July, Approximately 8.5 million Windows devices have been disabled Globally, causing massive disruption to emergency services, airports, law enforcement and other critical organizations. This is due to an error when cloud security company CrowdStrike released an update to the Falcon sensor.

look: What is CrowdStrike? Everything you need to know

Affected organizations saw the infamous “blue screen of death,” a Windows system crash alert. The incident resulted in CrowdStrike being Won the “Epic Failure” Award Attend Black Hat USA 2024 in August.

look: Study finds most ransomware attacks happen while security personnel sleep

7. One of the largest national public data leaks in history

In August, 2.7 billion data records, including Social Security numbers, were posted on dark web forums. One of the biggest breaches in history. National Public Data, the background check company that owns the data, acknowledged the incident and blamed “third-party bad actors” for hacking the company in December 2023.

Troy Hunt, a security expert and creator of the “Have I Been Pwned” vulnerability checking service, investigated the leaked data set and found that it only contained 134 million unique email addresses and 70 million lines of information from the U.S. Criminal Records Database. The email address is not associated with the SSN.

According to the class-action complaint, National Public Data obtained the personally identifiable information of billions of people from non-public sources to create profiles for its background check services. The data is also believed to have been stored in a text-only file on one of its sister sites.

8. CISOs are experiencing burnout

A wealth of evidence has been released this year that CISOs and security professionals are experiencing burnout. A study published by BlackFog in October found Nearly a quarter are considering leaving their jobs93% of whom said it was due to stress or work demands.

also, 66% of global cybersecurity professionals say their role is more stressful According to a survey by global professional association ISACA, the threat landscape is more complex now than five years ago, with 81% saying it is more sophisticated. 46% of respondents believe that network professionals have resigned due to excessive work pressure, an increase of 3 percentage points from the previous year.

look: Australian cyber security professionals admit increasing workplace stress

At the same time, this year’s study raises recruitment issues, coupled with The number of cyber attacks continues to increaseis putting pressure on existing security teams. According to ISC2, 90% of organizations Facing a cybersecurity skills shortage. The global deficit will reach More than 85 million skilled professionals By 2030.

9. More than 31 million online archive user accounts were compromised

In October, the Web Archive, the nonprofit digital library known as the Wayback Machine, experienced a Major data leakage and a series of distributed denial-of-service attacks.

According to Bleeping Computer, attackers compromised a 6.4 GB SQL database containing authentication information for more than 31 million registered Archive members, including email addresses, screen names, password change timestamps and bcrypt hashed passwords.
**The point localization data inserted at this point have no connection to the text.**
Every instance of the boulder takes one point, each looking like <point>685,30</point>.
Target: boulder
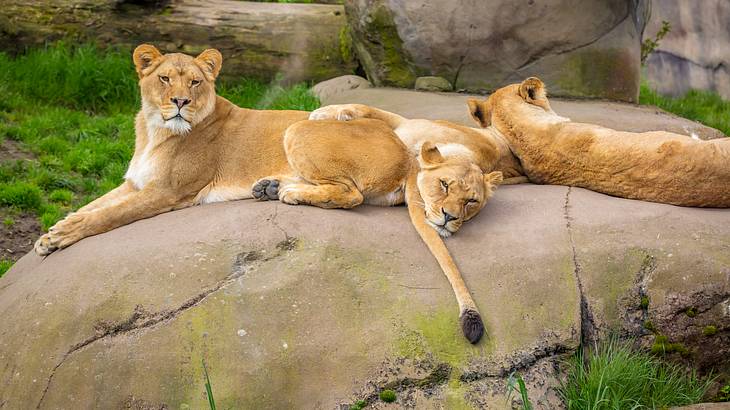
<point>308,308</point>
<point>431,83</point>
<point>580,49</point>
<point>296,42</point>
<point>695,54</point>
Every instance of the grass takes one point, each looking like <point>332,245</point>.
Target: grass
<point>73,108</point>
<point>702,106</point>
<point>616,376</point>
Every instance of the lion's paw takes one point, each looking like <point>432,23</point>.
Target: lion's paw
<point>290,195</point>
<point>64,233</point>
<point>266,189</point>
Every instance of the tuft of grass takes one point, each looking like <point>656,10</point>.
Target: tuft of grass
<point>617,376</point>
<point>702,106</point>
<point>515,383</point>
<point>5,265</point>
<point>208,388</point>
<point>73,107</point>
<point>387,396</point>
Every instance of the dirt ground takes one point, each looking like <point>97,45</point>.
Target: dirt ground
<point>16,239</point>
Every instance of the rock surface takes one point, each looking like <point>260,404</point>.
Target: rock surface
<point>431,83</point>
<point>452,107</point>
<point>263,40</point>
<point>696,52</point>
<point>579,48</point>
<point>298,307</point>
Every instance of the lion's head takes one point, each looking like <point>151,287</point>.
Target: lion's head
<point>453,189</point>
<point>528,97</point>
<point>178,91</point>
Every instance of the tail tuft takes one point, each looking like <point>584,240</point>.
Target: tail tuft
<point>472,326</point>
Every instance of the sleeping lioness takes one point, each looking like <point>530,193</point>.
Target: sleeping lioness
<point>194,147</point>
<point>338,164</point>
<point>655,166</point>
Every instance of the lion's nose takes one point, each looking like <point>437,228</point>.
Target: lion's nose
<point>447,216</point>
<point>180,102</point>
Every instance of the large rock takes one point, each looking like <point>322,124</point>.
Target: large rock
<point>579,48</point>
<point>695,54</point>
<point>263,40</point>
<point>309,308</point>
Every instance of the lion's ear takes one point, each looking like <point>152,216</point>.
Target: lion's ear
<point>478,111</point>
<point>430,154</point>
<point>532,89</point>
<point>145,58</point>
<point>210,62</point>
<point>493,178</point>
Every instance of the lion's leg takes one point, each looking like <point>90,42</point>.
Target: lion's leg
<point>514,180</point>
<point>132,207</point>
<point>471,322</point>
<point>349,112</point>
<point>323,195</point>
<point>109,198</point>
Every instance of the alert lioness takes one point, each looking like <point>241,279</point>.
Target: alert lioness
<point>655,166</point>
<point>192,147</point>
<point>338,164</point>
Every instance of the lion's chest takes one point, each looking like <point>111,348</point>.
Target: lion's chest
<point>142,168</point>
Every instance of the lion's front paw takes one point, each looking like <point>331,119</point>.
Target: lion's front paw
<point>266,189</point>
<point>334,112</point>
<point>64,233</point>
<point>43,246</point>
<point>290,195</point>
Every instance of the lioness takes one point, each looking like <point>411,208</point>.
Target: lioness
<point>343,164</point>
<point>192,147</point>
<point>655,166</point>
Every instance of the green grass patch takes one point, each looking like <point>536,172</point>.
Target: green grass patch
<point>73,107</point>
<point>617,376</point>
<point>702,106</point>
<point>5,265</point>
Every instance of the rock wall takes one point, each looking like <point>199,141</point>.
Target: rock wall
<point>262,40</point>
<point>696,52</point>
<point>579,48</point>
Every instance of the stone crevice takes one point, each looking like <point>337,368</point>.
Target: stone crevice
<point>141,319</point>
<point>587,325</point>
<point>549,52</point>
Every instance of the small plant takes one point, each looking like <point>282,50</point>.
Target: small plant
<point>387,396</point>
<point>5,265</point>
<point>650,44</point>
<point>617,376</point>
<point>723,394</point>
<point>208,388</point>
<point>515,383</point>
<point>644,304</point>
<point>709,330</point>
<point>359,405</point>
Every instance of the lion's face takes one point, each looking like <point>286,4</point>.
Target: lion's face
<point>453,190</point>
<point>528,97</point>
<point>178,91</point>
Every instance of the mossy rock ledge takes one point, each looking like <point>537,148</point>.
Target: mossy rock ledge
<point>297,307</point>
<point>591,51</point>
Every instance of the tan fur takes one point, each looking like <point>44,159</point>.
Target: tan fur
<point>653,166</point>
<point>214,153</point>
<point>343,164</point>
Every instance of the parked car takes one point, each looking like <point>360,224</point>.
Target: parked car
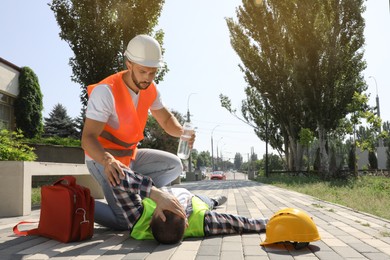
<point>218,175</point>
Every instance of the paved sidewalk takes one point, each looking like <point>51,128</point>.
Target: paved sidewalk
<point>345,234</point>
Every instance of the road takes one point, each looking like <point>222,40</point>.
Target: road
<point>235,176</point>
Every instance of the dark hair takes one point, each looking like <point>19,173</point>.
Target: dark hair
<point>169,232</point>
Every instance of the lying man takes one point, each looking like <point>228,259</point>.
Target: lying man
<point>200,220</point>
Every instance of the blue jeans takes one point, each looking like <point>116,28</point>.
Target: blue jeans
<point>162,167</point>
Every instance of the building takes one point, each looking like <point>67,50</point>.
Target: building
<point>9,90</point>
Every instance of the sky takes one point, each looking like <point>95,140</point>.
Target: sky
<point>201,61</point>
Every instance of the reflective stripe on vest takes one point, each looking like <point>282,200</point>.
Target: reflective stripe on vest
<point>141,230</point>
<point>121,142</point>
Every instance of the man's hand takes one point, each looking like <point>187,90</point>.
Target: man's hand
<point>166,201</point>
<point>113,169</point>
However, 54% of compromised data has been Previous breaches have been exposed.

Around the same time, the website suffered three DDoS attacks, with hacker group BlackMeta claiming responsibility.

10. The largest health data breach in U.S. history

The U.S. Office for Civil Rights revealed in October that threat actors Breached Change Healthcare’s systems In February, the private health information of more than 100 million people was obtained as part of a ransomware attack. This marks the largest healthcare data breach ever reported to U.S. federal regulators.

group ALPHVsometimes called BlackCat, claimed responsibility for the leak. in a The Senate will hold a hearing on the matter in MayThe CEO of UnitedHealth Group, the parent company of Change Healthcare, said that a $22 million Bitcoin ransom was paid to release the stolen data. The attack delayed the delivery of prescription medications and resulted in Business disruption impact reaches $705 million.